Hospital, group, and health system employers are increasingly paying physicians based on how their practices perform in value-based care. Ultimately, risk adjustment greatly affects a physician’s income. Higher risk scores for a population translate into a higher benchmark for expenditures, while lower risk scores translate into a lower benchmark. Having an accurate benchmark is vital in achieving shared savings. A benchmark that inadequately reflects the underlying health status of a population will be too low and will lead to expenditures that are higher than expected.

Hierarchical Condition Categories coding is the great equalizer. Prior to the rise of the risk adjustment model, reimbursement was based solely on demographic factors. Since costs can vary widely among patients, risk adjustment can now be used to evaluate patients on an equal scale. It opens up a world of new opportunities for coders and providers and may make reimbursements more efficient. And that’s good news for a practice’s revenue cycle performance.

Best Practices for HCC Coding

Performing an annual audit is a good first step toward improving your practice’s revenue cycle. In an audit, documentation for each date of service must support the diagnoses reported. A risk adjustment auditor cannot refer to other visit notes or ask the provider for clarification. Often during an audit, patients are found to have many conditions, which were not known or not reported previously on claims. This leads to an underpayment and limited resources to cover the costs of that patient’s care, leaving the health plans with a lack of appropriate funding when it becomes necessary to treat those diagnoses in the future.

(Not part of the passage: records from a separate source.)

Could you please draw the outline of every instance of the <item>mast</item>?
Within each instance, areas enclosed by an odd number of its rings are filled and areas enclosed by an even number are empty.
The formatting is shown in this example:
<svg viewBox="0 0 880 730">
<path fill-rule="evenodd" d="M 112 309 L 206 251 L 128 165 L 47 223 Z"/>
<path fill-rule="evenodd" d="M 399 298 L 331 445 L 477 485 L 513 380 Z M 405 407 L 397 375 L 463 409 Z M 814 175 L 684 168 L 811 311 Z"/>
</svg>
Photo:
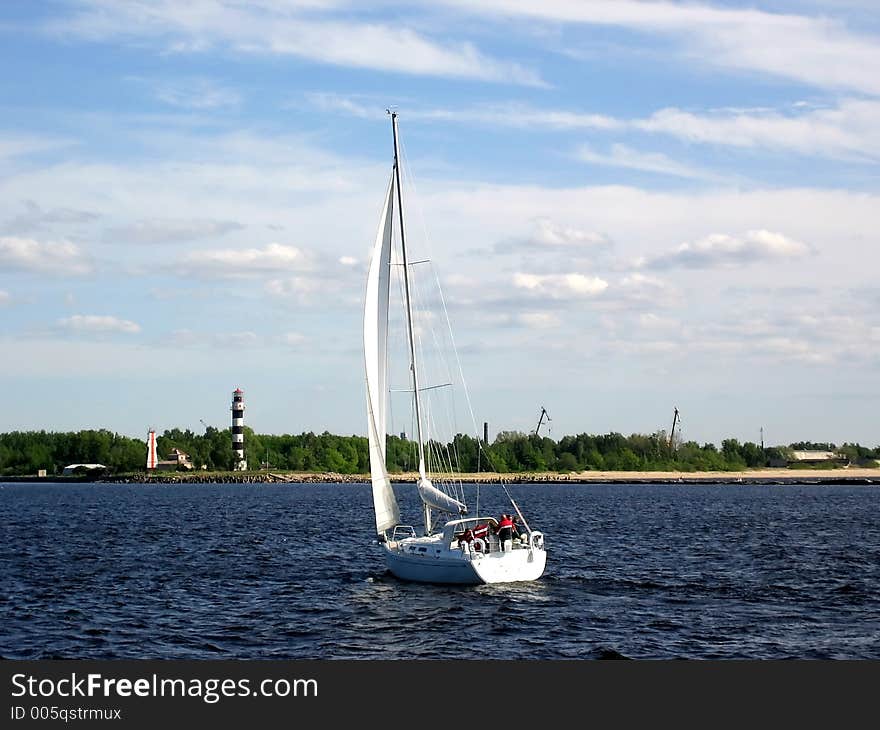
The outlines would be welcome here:
<svg viewBox="0 0 880 730">
<path fill-rule="evenodd" d="M 397 112 L 391 114 L 391 130 L 394 135 L 394 180 L 397 187 L 397 212 L 400 219 L 400 251 L 403 259 L 403 289 L 406 297 L 406 329 L 409 335 L 410 371 L 412 372 L 413 396 L 416 406 L 416 431 L 419 445 L 419 479 L 425 478 L 425 445 L 422 439 L 422 408 L 419 400 L 419 371 L 416 366 L 416 340 L 413 334 L 412 305 L 409 288 L 409 263 L 406 258 L 406 228 L 403 224 L 403 190 L 400 184 L 400 146 L 397 139 Z M 431 532 L 431 508 L 425 505 L 425 533 Z"/>
</svg>

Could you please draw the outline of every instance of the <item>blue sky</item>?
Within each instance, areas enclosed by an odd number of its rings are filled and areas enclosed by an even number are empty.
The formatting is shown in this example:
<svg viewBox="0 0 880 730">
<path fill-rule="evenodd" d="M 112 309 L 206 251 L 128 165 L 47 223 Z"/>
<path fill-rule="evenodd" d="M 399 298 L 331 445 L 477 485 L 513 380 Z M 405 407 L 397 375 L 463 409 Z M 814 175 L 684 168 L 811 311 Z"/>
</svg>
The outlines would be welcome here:
<svg viewBox="0 0 880 730">
<path fill-rule="evenodd" d="M 363 433 L 394 106 L 493 433 L 880 442 L 870 0 L 6 0 L 0 67 L 2 430 Z"/>
</svg>

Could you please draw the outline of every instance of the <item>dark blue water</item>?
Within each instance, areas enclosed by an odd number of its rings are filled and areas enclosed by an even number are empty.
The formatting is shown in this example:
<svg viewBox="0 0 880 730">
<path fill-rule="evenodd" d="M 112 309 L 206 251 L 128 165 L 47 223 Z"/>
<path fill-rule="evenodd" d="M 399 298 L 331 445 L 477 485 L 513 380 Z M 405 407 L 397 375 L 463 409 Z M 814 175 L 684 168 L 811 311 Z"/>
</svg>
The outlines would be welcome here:
<svg viewBox="0 0 880 730">
<path fill-rule="evenodd" d="M 0 656 L 880 658 L 880 488 L 512 489 L 544 577 L 451 588 L 367 485 L 0 485 Z"/>
</svg>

In addition, each chronic condition needs to be reported once a year or the health plans will miss out on additional risk adjustment reimbursement. From a physician’s perspective, this makes sense because any patient with a chronic condition should be monitored at least annually, if not more often.

In HCC coding, at least one of the MEAT components is required to report a diagnosis:

Measured (signs, symptoms, progression/regression)

Evaluated (test results, response to treatment)

Addressed (order tests, referrals, review records)

Treated (prescriptions, therapies)

Common Errors in HCC Coding

Here are some common errors made in coding and documentation. By correcting these errors, physician practices will be better able to meet the requirements for risk adjustment coding:

  1. Missed diagnosis that are not reported on a claim or recorded in the chart.
  2. Not documenting “due to” – including this phrase will support the causal relationship, allowing for proper reporting of diagnoses.
  3. Misuse of the phrase “history of” – only use this phrase for a condition that has been completely resolved. If the condition is active, do not use this phrase.
  4. Documentation of medication list review.
  5. Ambiguity – coders cannot make decisions, assumptions or fill in the blanks. Physicians must be clear in their documentation.

When chronic conditions are properly documented and coded, reimbursement to health insurance plans and physicians is based on the correct risk adjustment score. When coding is not done correctly, insurance companies do not have the metrics they need or the accurate clinical information to adequately fund the care and attention to those missed diagnoses.